Artificial intelligence method developed for classifying raw sugarcane in the presence of the solid impurity

Lucas Janoni dos Santos
São Paulo State University, Brasil
Bioenergy Research Institute, Brasil
Érica Regina Filletti
São Paulo State University, Brasil
Bioenergy Research Institute, Brasil
Fabiola Manhas Verbi Pereira
São Paulo State University, Brasil
Bioenergy Research Institute, Brasil
National Institute of Alternative Technologies for Detection Toxicological Assessment and Removal of Micropollutants and Radioactive Substances, Brasil

Artificial intelligence method developed for classifying raw sugarcane in the presence of the solid impurity

Eclética Química, vol. 46, núm. 3, pp. 49-54, 2021

Universidade Estadual Paulista Júlio de Mesquita Filho

Recepción: 11 Enero 2021

Aprobación: 02 Mayo 2021

Publicación: 01 Julio 2021

Abstract: An investigation dedicated to evaluating a big issue in biorefineries, solid impurity in raw sugarcane, is presented. This relevant industrial sector requests a high-frequency, low-cost, and noninvasive method. Then, the developed method uses the averaged color values of ten color-scale descriptors: R (red), G (green), B (blue), their relative colors (r, g, and b), H (hue), S (saturation), V (value) and L (luminosity) from digital images acquired from 146 solid mixtures among sugarcane stalks and solid impurity — vegetal parts (green and dry leaves) and soil. The solid mixture of samples was prepared considering desirable and undesirable scenarios for the solid impurity amounts. The outstanding result was revealed by an artificial neural network (ANN), achieving 100% of accurate classifications for two ranges of raw sugarcane in the samples: from 90 to 100 wt% and from 41 to 87 wt%. Low-computational cost and a simple setup for image acquisition method could screen solid impurity in sugarcane shipments as a promising application.

Keywords: sugarcane, classification, ANN, bioenergy, image.

1. Introduction

Image and color information has played an important role in analytical chemistry and can help solve many issues, mainly because of its versatility and availability of many low-cost devices for in loco or laboratory analysis (Capitán-Vallvey et al., 2007; Diniz, 2020; Pereira and Bueno, 2007; Pereira et al., 2011).

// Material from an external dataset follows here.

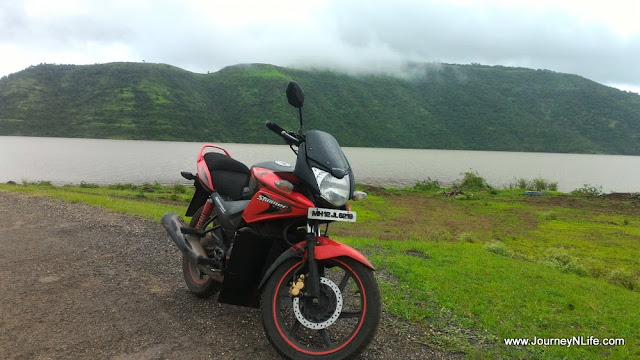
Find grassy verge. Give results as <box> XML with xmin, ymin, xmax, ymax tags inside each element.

Our research group has developed analytical methods to evaluate raw sugarcane to help the mills or biorefineries manufacturing process of this material routinely monitored as a consignment for payment purposes. The quality of raw sugarcane influences the manufacturing process, directly compromising two essential commodities — sugar and ethanol (Andrade et al., 2018; Guedes and Pereira, 2018; 2019; Guedes et al., 2020; Romera et al., 2016).

Solid impurity in raw sugarcane is defined as the plant presence (tops, green, brown, and dry leaves) and the soil (Eggleston et al., 2010). This issue is impacted by the type of harvesting process, as harvesting green or burnt cane. In specific, harvesting green increases the quantity of solid impurity in raw sugarcane, as reported in technical notes and scientific literature (Lisboa et al., 2018; Norris et al., 2015).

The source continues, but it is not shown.